Última atualização 22/12/2025

Esta página fornece informações gerais e de referência compiladas a partir de fontes médicas oficiais. Não substitui aconselhamento médico profissional, diagnóstico ou tratamento. Para decisões sobre a sua saúde, consulte um profissional de saúde qualificado.

Visão geral de Isoconazole

Factos Rápidos

Propriedade Descrição
Princípio Ativo Nitrato de isoconazol
Formas Creme Tópico, Loção, Pó, Pessários
Classe Farmacológica Antifúngico Azólico / Derivado do Imidazole
Objetivo Geral Tratamento de infeções fúngicas superficiais
Origem Fármaco sintético de pequena molécula

Que Tipo de Medicamento é o Isoconazol?

O isoconazol é um agente antimicrobiano sintético de largo espetro classificado como um fármaco antifúngico azólico, utilizado primordialmente para resolver infeções superficiais causadas por fungos e com atividade confirmada contra certas bactérias Gram-positivas. Este composto é um derivado do imidazole sintetizado quimicamente, estando estruturalmente relacionado com agentes como o clotrimazol.
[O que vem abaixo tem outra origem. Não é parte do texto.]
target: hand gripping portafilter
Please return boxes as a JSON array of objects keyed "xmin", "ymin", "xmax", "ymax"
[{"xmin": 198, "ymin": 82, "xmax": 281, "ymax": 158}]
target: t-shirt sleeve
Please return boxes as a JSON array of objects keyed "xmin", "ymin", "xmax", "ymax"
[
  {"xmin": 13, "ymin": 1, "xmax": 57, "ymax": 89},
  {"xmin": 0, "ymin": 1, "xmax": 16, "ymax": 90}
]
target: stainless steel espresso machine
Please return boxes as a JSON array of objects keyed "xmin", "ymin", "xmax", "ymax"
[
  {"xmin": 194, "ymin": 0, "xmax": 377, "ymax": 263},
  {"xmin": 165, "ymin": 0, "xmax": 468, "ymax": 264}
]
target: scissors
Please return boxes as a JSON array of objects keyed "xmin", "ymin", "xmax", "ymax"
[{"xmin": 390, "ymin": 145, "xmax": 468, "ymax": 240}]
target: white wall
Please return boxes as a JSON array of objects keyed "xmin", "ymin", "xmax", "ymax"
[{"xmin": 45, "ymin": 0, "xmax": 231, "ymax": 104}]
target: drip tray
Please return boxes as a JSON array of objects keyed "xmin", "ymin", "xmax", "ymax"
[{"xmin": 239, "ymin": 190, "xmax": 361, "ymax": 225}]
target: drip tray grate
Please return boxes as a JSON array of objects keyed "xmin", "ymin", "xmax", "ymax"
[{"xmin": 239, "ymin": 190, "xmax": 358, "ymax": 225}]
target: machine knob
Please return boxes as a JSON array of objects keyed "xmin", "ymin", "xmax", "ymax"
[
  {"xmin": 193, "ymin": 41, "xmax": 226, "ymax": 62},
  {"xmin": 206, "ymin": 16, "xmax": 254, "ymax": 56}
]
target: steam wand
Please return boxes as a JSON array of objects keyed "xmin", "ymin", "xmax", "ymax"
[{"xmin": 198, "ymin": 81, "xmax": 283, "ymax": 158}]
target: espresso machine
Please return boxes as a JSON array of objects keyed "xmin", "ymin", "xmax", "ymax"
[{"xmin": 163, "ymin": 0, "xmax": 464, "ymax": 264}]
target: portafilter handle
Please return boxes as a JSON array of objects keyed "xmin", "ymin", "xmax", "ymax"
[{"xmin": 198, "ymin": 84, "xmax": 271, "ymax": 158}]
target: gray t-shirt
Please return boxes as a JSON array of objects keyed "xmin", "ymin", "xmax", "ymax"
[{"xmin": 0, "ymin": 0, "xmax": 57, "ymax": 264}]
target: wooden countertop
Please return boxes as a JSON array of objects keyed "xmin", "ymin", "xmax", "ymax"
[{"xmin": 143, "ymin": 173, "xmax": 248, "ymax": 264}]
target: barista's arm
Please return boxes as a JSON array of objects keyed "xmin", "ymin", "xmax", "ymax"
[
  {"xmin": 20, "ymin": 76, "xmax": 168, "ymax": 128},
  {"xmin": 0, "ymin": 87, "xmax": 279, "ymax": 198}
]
O isoconazol é reconhecido pela Organização Mundial da Saúde (OMS) tanto para utilização dermatológica como para utilização ginecológica, sublinhando a sua dupla utilidade no tratamento de micoses da pele e das membranas mucosas.

Composição, Origem e Formas Disponíveis

O princípio ativo é tipicamente fornecido como nitrato de isoconazol, uma forma salina do composto base, que possui origem sintética. Este medicamento foi concebido para administração tópica (pele) ou intravaginal e encontra-se disponível em diversas formas farmacêuticas, incluindo cremes, loções e pós para aplicação cutânea, bem como pessários para infeções das mucosas. Marcas populares que contêm isoconazol incluem o Travogen (monoterapia) e o Travocort (uma combinação com um corticosteroide), ilustrando as diferentes apresentações comerciais desta Denominação Comum Internacional (DCI). Uma revisão abrangente confirmou que o nitrato de isoconazol é um agente de largo espetro com uma atividade antimicótica e antibacteriana Gram-positiva altamente eficaz.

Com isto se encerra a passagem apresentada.